Hello, I currently write my own version of a 32bit integer fixed-point math.

I only have square root left to do, and all these custom sqrt algorithms seem to be still slower than just performing the regular Math.Sqrt and cast it to int. The Dijkstras Square Root you seem to use is for example ~10 times slower than using+casting Math.Sqrt.

So I wonder if I just should do that. Rounding errors, which you try to avoid by using Fix math, are no matter here as the raw number has no point anyway, after which the machine-dependent rounding errors occurs.

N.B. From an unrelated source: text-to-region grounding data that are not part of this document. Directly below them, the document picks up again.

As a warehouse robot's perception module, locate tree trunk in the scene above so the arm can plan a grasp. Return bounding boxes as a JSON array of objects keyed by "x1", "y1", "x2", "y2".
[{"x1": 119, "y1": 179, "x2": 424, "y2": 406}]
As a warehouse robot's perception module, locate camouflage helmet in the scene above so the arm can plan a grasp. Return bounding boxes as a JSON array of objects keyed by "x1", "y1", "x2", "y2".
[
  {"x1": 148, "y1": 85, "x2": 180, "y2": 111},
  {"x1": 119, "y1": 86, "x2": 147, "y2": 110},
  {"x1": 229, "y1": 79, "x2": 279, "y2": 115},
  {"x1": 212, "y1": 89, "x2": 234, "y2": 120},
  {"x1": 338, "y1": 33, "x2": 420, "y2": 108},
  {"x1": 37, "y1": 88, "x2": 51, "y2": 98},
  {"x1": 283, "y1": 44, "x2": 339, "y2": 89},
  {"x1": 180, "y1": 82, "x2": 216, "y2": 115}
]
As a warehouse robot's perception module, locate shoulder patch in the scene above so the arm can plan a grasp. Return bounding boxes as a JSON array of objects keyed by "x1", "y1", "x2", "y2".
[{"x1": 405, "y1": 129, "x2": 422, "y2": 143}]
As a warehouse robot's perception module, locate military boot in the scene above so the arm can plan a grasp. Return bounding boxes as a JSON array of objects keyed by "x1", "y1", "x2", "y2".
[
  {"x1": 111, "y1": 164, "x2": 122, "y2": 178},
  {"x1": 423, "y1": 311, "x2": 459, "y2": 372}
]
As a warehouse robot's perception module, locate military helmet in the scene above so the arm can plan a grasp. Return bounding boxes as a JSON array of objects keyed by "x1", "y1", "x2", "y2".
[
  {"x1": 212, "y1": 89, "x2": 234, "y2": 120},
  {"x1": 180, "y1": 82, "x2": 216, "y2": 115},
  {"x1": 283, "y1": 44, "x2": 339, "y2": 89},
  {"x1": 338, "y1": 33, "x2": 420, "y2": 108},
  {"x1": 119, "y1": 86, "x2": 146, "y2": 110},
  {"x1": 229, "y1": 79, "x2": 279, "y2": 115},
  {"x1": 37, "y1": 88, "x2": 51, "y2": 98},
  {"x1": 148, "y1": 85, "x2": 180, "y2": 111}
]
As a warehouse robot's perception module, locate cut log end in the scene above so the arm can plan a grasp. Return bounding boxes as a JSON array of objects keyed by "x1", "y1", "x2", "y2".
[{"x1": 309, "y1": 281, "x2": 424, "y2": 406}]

Would like to hear your opinion on this. This is not really an "issue" but I am not sure how else to ask on Github.

[asik]

If you can be confident Math.Sqrt will give you the same results on all runtimes and machines you're targeting, then by all means feel free to use it. I think that on older versions of .NET, the 32-bit runtime will emit FSQRT while newer ones will use equivalent SSE instruction.

[urben1680]

I decided to not use it as I cannot be sure it generates the same result. What I did instead is creating a lookup table. The value of index i is Convert.ToInt32((i+0.5)*(i+0.5)) so using BinarySearch results in finding the value without need to check for rounding. Only thing to do is getting the absolute value. First tests indicate it is just 4 times slower than Math.Sqrt on my machine.

I am not sure if it is useful for you too as your binary tree would be twice as high at Fix64 and probably won't be as fast per step when using long.

[asik]

The tradeoff is going be in accuracy, unless you make the LUT huge. Especially with numbers very close to 0, given the nature of sqrt. But maybe it'd be worth having a FastSqrt if it's good enough.

[urben1680]

In the case of 32bit integers there are just sqrt(2^31-1) possible numbers which can be squared without overflow. So my table only needs that many entries and is as accurate as possible.

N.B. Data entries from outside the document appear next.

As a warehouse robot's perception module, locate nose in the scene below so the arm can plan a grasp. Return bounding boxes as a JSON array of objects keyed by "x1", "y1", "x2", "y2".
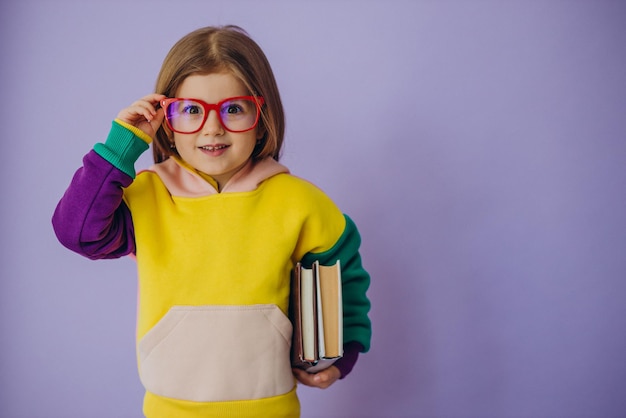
[{"x1": 202, "y1": 110, "x2": 224, "y2": 136}]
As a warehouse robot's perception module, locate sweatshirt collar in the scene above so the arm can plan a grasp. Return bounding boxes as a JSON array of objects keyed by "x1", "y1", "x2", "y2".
[{"x1": 150, "y1": 157, "x2": 289, "y2": 197}]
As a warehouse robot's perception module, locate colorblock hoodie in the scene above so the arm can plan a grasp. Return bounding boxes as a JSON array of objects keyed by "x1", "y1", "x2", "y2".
[{"x1": 53, "y1": 121, "x2": 371, "y2": 418}]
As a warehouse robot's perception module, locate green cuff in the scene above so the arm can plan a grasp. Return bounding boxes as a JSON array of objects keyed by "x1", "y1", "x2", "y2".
[
  {"x1": 302, "y1": 215, "x2": 372, "y2": 352},
  {"x1": 93, "y1": 122, "x2": 150, "y2": 178}
]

64bit integers need a tree with 1024 times the filesize if you want the same accuracy but of course that is going to be too huge.

[asik]

Ah it's a reverse lookup and you find the value by binary search, ok yeah that's a good idea. Thanks for sharing.

[urben1680]

I want to give you an update as I again worked on my Sqrt function. My earlier descibed method does not work as I miscalculated how big the LUT has to be (I forgot it is not just natural numbers). It is not efficient at all anymore. Turned out that the method you use is still the fastest suited for me.

But I accomplished another thing. I came up with a method that calculates Pythagoras' theorem, which calculates the long side of a right-angled triangle. This method is 20% faster than when used Sqrt for the same task.

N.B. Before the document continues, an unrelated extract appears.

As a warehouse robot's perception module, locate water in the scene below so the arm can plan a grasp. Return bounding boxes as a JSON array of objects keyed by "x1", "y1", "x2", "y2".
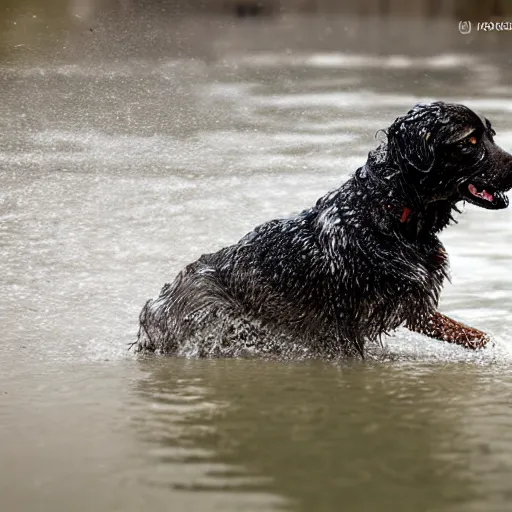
[{"x1": 0, "y1": 3, "x2": 512, "y2": 512}]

• I first calculate the ratio of a and b, with a being the smaller number.
• Then I put the value into my LUT with precalculated numbers of sqrt(value*value+1).
• The result is multiplied with b using my fixed-point multiply method.
• Now I have c with the highest possible precision.

The LUT contains 2^precision_bits numbers. In my case 2^18.

The LUT might turn out too big for you and Pythagoras' theorem is not that important for this case, but still you might find this interesting. I skipped how I came up with the LUT but if you really want to know that I can add that as well.